The second path is the concept of karma in Hindu thought. What you do in this life decides where you end up in your next life. We have no such concept in Zoroastrianism either. Rather, this division is the most dramatic difference between historical Hinduism and historical Zoroastrianism. Instead of karma, the concept of ASHA is the focal point of Zoroastrianism. We don't deal in fake tomorrows, instead we are obsessively involved with the here and now, which we hold sacred!
The point is that NONE of these concepts of ultimate justice were historically constructed to solve the issue of justice but rather to force a peasant labor force to submit to a ruling aristocracy in a feudal society. Karma was always the excuse of the wealthy in India to go on with their wealthy lives keeping the poor in their place. It explains why India was always one of the most conservative (and ironically the most unjust) cultures on the planet. The Middle Eastern and European landowners associating themselves with synagogues, chuches and mosques was their way of staying in power keeping the poor masses in their places. "Life may look unjust now, but just wait until judgment day in the heavens when justice will be restored". Except that no such heaven ever happened. The cheapest possible way of keeping the poor supressed.
This is precisely why we as Zoroastrians should keep resisting such cheap concepts of ultimate justice. Because they are made the deceived people from the truth. Justice is restored and can only be restored in the here and now, in the CURRENT life which we live here and now, and as Zoroastrians love and enjoy and hold sacred.

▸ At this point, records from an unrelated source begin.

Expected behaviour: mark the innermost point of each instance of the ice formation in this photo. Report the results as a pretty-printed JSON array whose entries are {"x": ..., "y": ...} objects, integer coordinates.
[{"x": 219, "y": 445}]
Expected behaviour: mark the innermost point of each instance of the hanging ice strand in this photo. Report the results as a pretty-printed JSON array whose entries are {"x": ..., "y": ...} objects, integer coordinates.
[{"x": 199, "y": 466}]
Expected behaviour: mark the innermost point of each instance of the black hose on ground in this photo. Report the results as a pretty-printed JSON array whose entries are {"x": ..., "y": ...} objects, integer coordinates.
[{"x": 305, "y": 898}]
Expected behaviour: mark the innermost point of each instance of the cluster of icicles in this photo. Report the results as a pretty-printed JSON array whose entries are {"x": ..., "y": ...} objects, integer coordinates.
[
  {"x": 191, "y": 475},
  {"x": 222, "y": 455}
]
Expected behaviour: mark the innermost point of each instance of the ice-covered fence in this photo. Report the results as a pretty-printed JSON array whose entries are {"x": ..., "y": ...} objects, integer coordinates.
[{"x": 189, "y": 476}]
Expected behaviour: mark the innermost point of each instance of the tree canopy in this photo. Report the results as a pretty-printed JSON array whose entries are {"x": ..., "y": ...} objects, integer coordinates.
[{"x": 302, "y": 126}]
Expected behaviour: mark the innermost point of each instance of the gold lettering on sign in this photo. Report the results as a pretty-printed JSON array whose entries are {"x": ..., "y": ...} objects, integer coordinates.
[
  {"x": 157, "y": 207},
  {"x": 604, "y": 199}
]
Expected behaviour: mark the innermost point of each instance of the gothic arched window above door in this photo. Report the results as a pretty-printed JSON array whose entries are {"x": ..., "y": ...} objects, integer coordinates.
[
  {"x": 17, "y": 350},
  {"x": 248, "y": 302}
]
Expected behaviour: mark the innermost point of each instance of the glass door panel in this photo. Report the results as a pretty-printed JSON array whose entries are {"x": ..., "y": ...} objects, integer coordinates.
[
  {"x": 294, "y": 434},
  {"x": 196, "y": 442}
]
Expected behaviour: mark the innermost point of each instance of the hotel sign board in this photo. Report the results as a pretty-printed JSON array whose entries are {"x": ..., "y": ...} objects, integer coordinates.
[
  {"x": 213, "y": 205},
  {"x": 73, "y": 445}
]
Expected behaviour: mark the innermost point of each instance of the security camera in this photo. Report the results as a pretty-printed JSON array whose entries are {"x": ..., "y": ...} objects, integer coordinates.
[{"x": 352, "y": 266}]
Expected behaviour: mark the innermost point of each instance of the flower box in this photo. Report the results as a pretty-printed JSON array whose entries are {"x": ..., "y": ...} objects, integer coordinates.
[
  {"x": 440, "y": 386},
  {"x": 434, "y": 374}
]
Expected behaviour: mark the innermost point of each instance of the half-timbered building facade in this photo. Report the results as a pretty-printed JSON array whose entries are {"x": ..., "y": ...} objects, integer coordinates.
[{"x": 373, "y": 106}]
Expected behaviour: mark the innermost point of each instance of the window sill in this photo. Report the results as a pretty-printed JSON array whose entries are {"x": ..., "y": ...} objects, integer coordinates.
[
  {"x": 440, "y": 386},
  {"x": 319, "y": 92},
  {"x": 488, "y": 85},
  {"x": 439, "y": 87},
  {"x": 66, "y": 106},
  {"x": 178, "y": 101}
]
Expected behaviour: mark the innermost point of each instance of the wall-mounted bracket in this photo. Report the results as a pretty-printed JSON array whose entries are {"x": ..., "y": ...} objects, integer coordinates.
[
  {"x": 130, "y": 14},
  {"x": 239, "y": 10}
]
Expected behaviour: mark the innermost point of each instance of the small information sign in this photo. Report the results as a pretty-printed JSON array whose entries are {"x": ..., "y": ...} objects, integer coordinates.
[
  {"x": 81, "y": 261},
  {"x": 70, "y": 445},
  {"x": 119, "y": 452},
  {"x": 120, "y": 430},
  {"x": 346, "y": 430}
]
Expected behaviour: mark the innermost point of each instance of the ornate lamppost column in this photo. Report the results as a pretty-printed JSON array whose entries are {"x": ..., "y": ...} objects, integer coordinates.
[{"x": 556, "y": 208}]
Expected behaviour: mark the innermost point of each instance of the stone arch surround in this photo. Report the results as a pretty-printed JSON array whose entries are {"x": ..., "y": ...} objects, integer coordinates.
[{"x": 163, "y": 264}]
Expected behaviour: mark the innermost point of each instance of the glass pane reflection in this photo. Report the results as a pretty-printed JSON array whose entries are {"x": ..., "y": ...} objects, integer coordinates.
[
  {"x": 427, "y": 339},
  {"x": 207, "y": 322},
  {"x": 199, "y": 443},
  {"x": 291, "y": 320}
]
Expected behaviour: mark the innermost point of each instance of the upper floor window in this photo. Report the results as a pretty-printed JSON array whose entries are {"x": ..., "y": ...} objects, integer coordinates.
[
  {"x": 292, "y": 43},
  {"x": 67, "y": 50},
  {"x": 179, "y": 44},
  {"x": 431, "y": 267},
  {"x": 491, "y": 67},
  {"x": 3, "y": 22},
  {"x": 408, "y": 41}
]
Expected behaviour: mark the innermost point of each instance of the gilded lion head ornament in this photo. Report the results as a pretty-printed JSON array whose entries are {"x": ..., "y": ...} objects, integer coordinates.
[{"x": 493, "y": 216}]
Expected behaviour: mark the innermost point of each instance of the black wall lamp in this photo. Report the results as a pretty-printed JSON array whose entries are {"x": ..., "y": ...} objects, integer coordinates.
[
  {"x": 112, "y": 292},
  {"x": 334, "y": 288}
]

And while many would love wrong-doers to have guilty conscience, we know for a fact from modern psychology that this may not be the case at all. Many destructive people do not feel any guilty conscience whatsoever. We need to keep wishful thinking away from scientific facts if we want to be taken seriously. Rather, Zarathushtra teaches that we PERCEIVE ourselves to be the actions we undertake. That is not the same thing as an automatic return to ultimate justice. We are just going to face the fact that ultimate justice does not exist, what exists is the justice that we ACHIEVE to create. It is up to us to achieve justice and not to anybody else. That is the Zoroastrian attitude towards justice.